In a serial model of comprehension, word recognition is the second step. It takes as its input the output of pre-lexical perception, i.e. a phonological surface structure, and maps it to an underlying form. The following paper models this process with faithfulness constraints (the same as in production) and lexical-access constraints:

2001 Phonology-semantics interaction in OT, and its acquisition.
In Robert Kirchner, Wolf Wikeley & Joe Pater (eds.): Papers in Experimental and Theoretical Linguistics, Vol. 6: 24-35. Edmonton: University of Alberta. [Abstract]
Preprint: Rutgers Optimality Archive 369, 1999/12/18 (identical except for date and shifted page numbers).

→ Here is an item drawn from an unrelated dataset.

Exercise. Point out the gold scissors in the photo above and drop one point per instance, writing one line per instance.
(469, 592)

In a parallel model of comprehension, the learner can optimize her ranking of the faithfulness constraints in comprehension, then reuse that ranking in production. This leads to markedness (phonological activity) without markedness constraints, and to licensing-by-cue without a P-map:

2008/03/10 Emergent ranking of faithfulness explains markedness and licensing by cue.
Rutgers Optimality Archive 954. 30 pages.
Earlier version: Handout 14th Manchester Phonology Meeting, 2006/05/28.

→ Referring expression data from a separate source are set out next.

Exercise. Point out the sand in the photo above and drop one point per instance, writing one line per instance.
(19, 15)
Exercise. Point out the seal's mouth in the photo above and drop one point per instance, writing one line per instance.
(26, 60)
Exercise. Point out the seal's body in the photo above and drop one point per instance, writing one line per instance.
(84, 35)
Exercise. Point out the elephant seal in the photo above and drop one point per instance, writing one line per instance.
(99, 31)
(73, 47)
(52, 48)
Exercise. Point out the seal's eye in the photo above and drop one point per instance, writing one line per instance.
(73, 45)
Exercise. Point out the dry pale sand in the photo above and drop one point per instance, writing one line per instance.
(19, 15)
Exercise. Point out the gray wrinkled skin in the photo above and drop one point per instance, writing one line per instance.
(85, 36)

The lexicon consists of links between morphemic Meaning and the phonological Underlying Form. If these are considered as separate representations (Apoussidou 2007), lexical selection will lead to an influence of lower-level knowledge (faithfulness, cue, sensorimotor, articulatory) on the lexicon, at least within a parallel bidirectional model of phonology and phonetics:

2007/07/08 The evolution of phonotactic distributions in the lexicon.
Presentation Workshop on Variation, Gradience and Frequency in Phonology, Stanford. 32 slides.

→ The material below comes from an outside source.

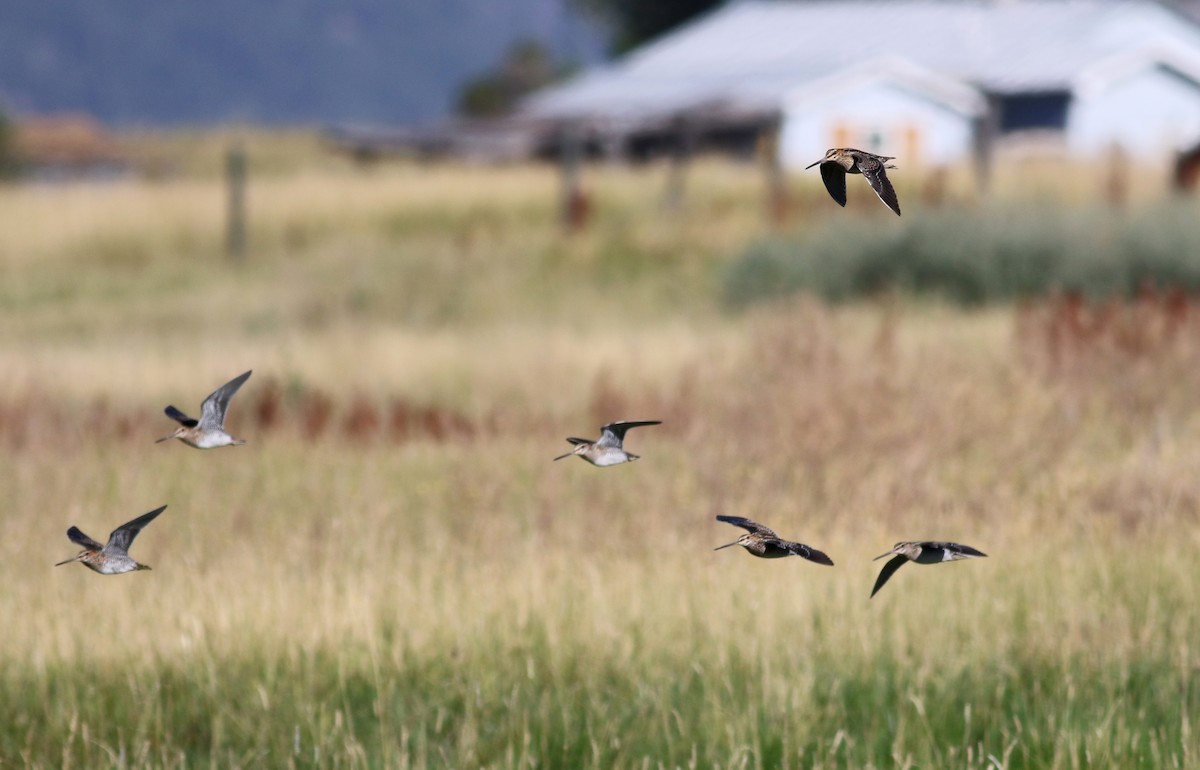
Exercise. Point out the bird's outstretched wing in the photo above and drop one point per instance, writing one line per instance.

By modelling the links between morphemic Meaning and the phonological Underlying Form, we can account for differential effects of type frequencies versus token frequencies on the ranking of phonotactic constraints:

2009/07/15 Silke Hamann, Diana Apoussidou & Paul Boersma:
Modelling the formation of phonotactic restrictions across the mental lexicon.
To appear in Proceedings of the 45th Meeting of The Chicago Linguistic Society.